Ed è per quell’essenza trovata là sotto, la quale và oltre il senso e della quale in parte se ne ha sentito solo “ l’odore”, che si avverte il bisogno incontrastato di ricercarla nuovamente.
Poi c’è l’acqua. Quella che scava, erode, corrode, e ti entra nei trombini… e nell’anima.

( da “Panta Rei” di L.D.Crescenzo )
“La verità è che al mondo non c’è niente di più pericoloso dell’acqua. La terra, l’aria e il fuoco, bene o male, si possono contrastare; l’acqua, invece, è invincibile. La maledetta passa, si infiltra, entra in ogni anfratto, in ogni buco, in ogni fessura, e lì dove penetra comincia a marcire. Quand’è che un cervello dà i primi segni di squilibrio? Quando l’acqua lo invade. Quand’è che un uomo diventa stupido? Quando nella sua anima c’è più acqua che fuoco. Quand’è che un’anima comincia a morire? Quando si allaga.
Ora si dà il fatto che all’anima piaccia l’umidità. Lo so, è imbarazzante doverlo ammettere, ma all’anima piace sguazzare nell’acqua!”

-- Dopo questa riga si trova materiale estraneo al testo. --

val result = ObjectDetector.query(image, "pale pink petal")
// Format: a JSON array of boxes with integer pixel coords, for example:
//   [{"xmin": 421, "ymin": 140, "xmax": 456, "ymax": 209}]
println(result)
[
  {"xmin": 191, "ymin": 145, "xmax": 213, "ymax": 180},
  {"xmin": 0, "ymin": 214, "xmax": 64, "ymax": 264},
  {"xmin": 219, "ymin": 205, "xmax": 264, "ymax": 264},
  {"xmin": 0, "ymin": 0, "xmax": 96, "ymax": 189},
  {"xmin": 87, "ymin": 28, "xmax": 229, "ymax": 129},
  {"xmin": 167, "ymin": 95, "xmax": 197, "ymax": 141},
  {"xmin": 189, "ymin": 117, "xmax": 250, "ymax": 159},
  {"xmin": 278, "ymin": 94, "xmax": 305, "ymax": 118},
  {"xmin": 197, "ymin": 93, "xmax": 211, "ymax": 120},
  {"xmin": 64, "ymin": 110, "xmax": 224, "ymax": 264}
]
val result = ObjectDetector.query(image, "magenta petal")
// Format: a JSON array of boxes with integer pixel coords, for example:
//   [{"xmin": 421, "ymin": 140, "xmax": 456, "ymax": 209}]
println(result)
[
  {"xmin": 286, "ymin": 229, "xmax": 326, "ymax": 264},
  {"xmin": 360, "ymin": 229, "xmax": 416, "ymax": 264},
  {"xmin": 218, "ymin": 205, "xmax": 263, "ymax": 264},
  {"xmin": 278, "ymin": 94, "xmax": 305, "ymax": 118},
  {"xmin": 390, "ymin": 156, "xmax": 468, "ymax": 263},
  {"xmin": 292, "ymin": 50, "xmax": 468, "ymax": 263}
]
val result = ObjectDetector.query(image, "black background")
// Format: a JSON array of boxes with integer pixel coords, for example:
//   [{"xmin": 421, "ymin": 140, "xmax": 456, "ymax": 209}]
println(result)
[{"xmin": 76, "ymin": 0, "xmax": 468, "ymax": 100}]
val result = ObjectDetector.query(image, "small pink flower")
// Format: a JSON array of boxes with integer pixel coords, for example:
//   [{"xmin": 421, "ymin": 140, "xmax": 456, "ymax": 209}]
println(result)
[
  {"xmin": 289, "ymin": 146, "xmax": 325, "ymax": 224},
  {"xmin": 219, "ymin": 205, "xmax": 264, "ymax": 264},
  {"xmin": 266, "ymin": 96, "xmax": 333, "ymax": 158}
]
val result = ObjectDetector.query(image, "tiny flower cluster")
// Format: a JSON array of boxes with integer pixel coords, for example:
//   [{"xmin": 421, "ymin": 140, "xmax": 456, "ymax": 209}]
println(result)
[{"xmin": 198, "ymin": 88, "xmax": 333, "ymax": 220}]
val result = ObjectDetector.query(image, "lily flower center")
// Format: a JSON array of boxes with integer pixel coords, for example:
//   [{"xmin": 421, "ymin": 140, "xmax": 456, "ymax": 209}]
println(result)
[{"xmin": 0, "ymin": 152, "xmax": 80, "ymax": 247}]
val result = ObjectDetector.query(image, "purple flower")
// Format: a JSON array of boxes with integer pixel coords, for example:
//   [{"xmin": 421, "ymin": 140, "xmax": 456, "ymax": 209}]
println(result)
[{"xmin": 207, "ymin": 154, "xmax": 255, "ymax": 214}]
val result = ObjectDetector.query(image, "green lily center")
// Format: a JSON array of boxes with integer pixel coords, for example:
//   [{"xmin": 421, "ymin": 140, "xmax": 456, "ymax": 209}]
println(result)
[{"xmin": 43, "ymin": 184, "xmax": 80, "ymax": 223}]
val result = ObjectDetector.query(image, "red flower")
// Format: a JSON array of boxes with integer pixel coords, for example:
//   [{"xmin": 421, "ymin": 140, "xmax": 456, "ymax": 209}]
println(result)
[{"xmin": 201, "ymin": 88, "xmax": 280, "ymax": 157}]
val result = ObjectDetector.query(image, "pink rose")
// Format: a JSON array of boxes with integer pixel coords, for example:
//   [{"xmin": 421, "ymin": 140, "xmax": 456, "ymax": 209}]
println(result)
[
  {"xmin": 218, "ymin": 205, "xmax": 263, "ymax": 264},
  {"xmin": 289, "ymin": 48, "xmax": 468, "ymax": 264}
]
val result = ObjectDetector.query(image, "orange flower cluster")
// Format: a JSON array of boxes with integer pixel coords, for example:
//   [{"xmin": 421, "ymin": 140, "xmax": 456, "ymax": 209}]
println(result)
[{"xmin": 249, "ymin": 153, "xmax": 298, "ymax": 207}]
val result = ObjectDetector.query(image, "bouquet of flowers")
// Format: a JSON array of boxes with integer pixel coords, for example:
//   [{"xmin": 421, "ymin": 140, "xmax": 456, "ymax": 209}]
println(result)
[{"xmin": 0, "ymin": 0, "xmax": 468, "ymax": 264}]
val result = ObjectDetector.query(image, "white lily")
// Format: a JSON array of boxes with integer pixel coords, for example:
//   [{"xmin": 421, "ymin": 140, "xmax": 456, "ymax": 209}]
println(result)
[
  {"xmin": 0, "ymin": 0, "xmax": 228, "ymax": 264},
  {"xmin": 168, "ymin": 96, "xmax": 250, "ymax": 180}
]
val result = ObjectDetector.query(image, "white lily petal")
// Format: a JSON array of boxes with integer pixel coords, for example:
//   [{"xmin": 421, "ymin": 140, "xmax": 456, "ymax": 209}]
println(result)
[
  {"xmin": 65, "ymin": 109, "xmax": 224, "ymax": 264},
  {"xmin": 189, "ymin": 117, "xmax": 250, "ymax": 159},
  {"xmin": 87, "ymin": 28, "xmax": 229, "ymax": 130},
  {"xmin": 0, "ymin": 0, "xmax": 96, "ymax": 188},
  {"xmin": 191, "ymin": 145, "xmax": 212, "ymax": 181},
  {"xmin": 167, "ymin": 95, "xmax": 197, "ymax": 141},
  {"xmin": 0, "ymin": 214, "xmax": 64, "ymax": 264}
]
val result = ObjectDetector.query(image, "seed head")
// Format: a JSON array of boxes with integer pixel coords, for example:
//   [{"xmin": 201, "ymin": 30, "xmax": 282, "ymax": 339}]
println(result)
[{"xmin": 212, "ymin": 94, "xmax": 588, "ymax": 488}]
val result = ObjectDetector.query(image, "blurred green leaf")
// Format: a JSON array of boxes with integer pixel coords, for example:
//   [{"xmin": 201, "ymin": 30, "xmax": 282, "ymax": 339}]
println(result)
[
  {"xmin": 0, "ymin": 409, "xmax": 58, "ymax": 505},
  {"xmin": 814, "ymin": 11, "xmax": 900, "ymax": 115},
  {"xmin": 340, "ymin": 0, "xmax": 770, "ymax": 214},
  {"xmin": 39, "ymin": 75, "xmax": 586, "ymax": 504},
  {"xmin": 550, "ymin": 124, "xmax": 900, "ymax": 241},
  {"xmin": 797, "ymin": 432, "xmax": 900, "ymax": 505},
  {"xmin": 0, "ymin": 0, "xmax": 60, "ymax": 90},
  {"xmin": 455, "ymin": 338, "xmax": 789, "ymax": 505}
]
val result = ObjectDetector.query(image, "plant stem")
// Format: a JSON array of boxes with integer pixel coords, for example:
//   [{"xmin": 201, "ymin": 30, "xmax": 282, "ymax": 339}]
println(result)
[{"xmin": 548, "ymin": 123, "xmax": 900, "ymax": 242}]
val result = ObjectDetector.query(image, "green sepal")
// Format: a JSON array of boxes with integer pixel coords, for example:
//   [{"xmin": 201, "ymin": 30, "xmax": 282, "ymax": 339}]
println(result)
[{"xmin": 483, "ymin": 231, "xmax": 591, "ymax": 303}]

“Per le anime è morte diventare acqua, mentre l’acqua è morte diventare terra, ma dalla terra sorge l’acqua e dall’acqua si libera l’anima.”
“Per le anime diventare acqua è goduria e morte.”
…Ma, a pensarci bene, chi più dello speleo è alla ricerca del fuoco, anelando la libertà e rischiando la dannazione eterna?
Spero vogliate scusarmi se ho usato la speleologia come domanda.